Updated on 6 September 2012
As firms face the danger of non-compliance and can even place the status of their development and commercialization efforts in jeopardy from late or incorrect regulatory filings, many developers choose to place strict controls on all pharmacovigilance operations and mandate in-house capabilities whenever possible.
A mandate for quality
Yet, within the overall landscape of regulatory changes, clinical trial management and technology solutions, opportunities to develop more strategic pharmacovigilance processes exist. Today, many multinational pharma companies have developed partnerships with clinical research organizations (CROs) within Asia to help develop and manage pharmacovigilance operations and strategies.
Further, the use of both outsourcing and offshoring across a wide range of clinical trial activities beyond pharmacovigilance has grown considerably in recent years for both domestic and global developers. More promisingly, hurdles to processing documents and data across language barriers are falling, as an increasingly talented workforce and advanced expertise are being developed at a rapid pace across Asia.
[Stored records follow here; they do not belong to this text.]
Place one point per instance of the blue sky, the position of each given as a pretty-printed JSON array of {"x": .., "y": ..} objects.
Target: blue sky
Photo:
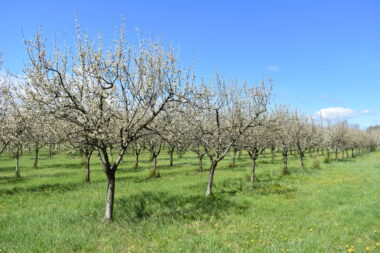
[{"x": 321, "y": 54}]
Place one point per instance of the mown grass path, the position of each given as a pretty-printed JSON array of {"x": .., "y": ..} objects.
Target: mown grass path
[{"x": 50, "y": 209}]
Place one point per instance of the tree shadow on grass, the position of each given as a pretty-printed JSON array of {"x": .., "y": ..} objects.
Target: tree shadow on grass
[
  {"x": 47, "y": 188},
  {"x": 162, "y": 207},
  {"x": 7, "y": 169},
  {"x": 11, "y": 180}
]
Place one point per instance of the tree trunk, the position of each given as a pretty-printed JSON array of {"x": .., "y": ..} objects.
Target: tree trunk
[
  {"x": 35, "y": 165},
  {"x": 137, "y": 160},
  {"x": 154, "y": 166},
  {"x": 110, "y": 195},
  {"x": 50, "y": 150},
  {"x": 171, "y": 151},
  {"x": 17, "y": 166},
  {"x": 211, "y": 178},
  {"x": 201, "y": 162},
  {"x": 253, "y": 171},
  {"x": 87, "y": 168},
  {"x": 234, "y": 158},
  {"x": 285, "y": 170},
  {"x": 302, "y": 156}
]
For firms that place a premium on both quality and productivity, finding a CRO to serve as a strategic partner can be difficult. For many developers, the bulk of work currently being outsourced to outside providers is centered primarily or exclusively around lower-level data entry and site management tasks. For maximum success, however, a pharmacovigilance services provider must be able to successfully manage complex data collection processes inherent in large studies involving multiple non-clinical sites, possess a deep understanding of regional regulatory requirements and offer the highest possible levels of data management quality and language capabilities.